Trump n'a prêté aucune attention au processus ou à la tradition. Il a accordé des grâces à des personnes qui n'ont pas encore été traduites en justice - l'ex-shérif de l'Arizona, Joe Arpaio, un partisan de Trump qui n'a montré aucun remords pour les accusations d'avoir défié les ordonnances d'un tribunal visant à faire ressortir les Latinos au profil racial - et à des personnes qui ne rendent pas à la société, à l'instar de Dinesh D'Souza, également indignable et généralement méprisable , conservateur et indigné, pardonné la semaine dernière . Le seul principe directeur, semble-t-il, est d’être un ami ou un partisan politique de Trump ou - dans le cas (mérité) du regretté boxeur Jack Johnson - d’ être recommandé par un ami célèbre de Trump, Sylvester Stallone .

Cette semaine, le président a fait la une des journaux en rencontrant dans le bureau ovale Kim Kardashian West, une autre icône de la télé-réalité, qui a lancé un appel en faveur d'une réforme de la justice pénale et a demandé pardon à Alice Marie Johnson, arrière-grand-mère âgée de 63 ans. La détenue s’est portée volontaire dans l’hospice de sa prison, purgeant une peine d’emprisonnement à vie pour la première fois, une arrestation de drogue non violente . Trump a écouté - et au lieu de cela, il a gracié D'Souza et a déclaré aux journalistes qu'il pourrait accorder une grâce ou une grâce à deux personnes avec lesquelles il travaillait à la télévision The Celebrity Apprentice , l' ancien govenor de l'Illinois Rod Blagojevich et la gourou de la mode de vie, Martha Stewart

Chaque pardon de Trump - techniquement légal, même s'il efface tout sens du processus ou de l'équité - diminue notre résistance pour le jour où Trump pourrait offrir un pardon aux joueurs dans les scandales entourant sa campagne présidentielle de 2016 ou ses proches alliés. Si et quand - et les récents mouvements de Trump indiquent "quand" - un pardon est accordé à quelqu'un comme Michael Flynn, ancien conseiller à la sécurité, qui a déjà plaidé coupable, ou à l' avocat de Trump, Michael Cohen , qui est sous enquête , Trump affirmera sûrement qu'ils l'étaient " traité très injustement "- tout comme son pote de télévision Blago.

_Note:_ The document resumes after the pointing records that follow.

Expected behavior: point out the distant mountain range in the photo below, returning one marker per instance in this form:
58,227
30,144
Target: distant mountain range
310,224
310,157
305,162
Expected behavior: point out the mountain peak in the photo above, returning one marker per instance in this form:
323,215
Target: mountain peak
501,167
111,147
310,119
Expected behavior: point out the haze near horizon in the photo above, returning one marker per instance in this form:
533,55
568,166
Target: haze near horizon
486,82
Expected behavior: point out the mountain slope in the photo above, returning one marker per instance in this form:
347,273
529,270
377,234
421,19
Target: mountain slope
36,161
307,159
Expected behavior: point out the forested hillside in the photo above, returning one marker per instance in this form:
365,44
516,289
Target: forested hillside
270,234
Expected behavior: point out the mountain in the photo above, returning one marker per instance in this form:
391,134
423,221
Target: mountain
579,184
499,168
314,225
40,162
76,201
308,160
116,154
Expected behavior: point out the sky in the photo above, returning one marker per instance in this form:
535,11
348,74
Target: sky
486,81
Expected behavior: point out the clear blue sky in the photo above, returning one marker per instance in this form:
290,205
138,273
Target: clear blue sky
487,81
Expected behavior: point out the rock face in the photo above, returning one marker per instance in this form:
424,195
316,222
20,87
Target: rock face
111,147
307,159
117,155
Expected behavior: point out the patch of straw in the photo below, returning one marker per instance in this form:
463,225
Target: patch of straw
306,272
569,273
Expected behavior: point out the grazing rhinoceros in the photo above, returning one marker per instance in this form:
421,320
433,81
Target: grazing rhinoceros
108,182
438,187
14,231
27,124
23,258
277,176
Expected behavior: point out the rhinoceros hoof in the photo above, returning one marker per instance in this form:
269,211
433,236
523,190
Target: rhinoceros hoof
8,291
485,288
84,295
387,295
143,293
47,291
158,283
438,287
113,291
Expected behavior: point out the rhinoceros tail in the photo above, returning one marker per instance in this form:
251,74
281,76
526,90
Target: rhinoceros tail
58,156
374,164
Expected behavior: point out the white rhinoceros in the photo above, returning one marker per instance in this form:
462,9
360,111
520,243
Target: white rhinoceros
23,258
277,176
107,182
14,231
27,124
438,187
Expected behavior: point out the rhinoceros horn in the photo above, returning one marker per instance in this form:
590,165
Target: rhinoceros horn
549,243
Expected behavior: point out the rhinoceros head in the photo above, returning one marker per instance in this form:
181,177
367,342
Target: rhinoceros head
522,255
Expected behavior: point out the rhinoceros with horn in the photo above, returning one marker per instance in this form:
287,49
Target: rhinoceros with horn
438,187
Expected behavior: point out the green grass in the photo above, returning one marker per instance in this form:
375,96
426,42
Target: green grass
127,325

- Les avocats de Trump déclarent ouvertement que le président des États-Unis est au-dessus de la loi. Ce week-end, le New York Times a publié une lettre de 20 pages que les avocats personnels de Trump ont adressée à l'avocat spécial Robert Mueller dans le but d'éviter un entretien avec le procureur, ce qui inclut la stupéfiante affirmation selon laquelle il est impossible pour la Maison Blanche d'entraver la justice, car la fin, le président est la justice ..

La lettre secrète, rédigée en janvier, affirme que Trump dispose de pouvoirs constitutionnels étendus, notamment la capacité d'éliminer une enquête sur la criminalité dans le cadre de sa propre campagne, "s'il le souhaitait, de mettre fin à l'enquête ou même d'exercer son pouvoir de grâce. " Cela signifie, disent-ils, que Trump a également le droit de renvoyer Mueller ou les procureurs qui le surveillent, bien qu'un geste similaire de Nixon en 1973 ait déclenché une série de résolutions en matière de destitution.

L'Etat, c'est moi . Trump et ses avocats revendiquent les droits et les pouvoirs d'un roi - et non d'un président élu démocratiquement. La leçon à tirer de la démission ultime de Watergate et de Nixon était censée être qu'aucun président n'est au-dessus de la loi - une leçon qui a été confuse lorsque Gerald Ford a gracié Nixon. Quarante-quatre ans plus tard, l’équipe Trump lâche une bombe H sur ce qui reste de cette notion apparemment pittoresque.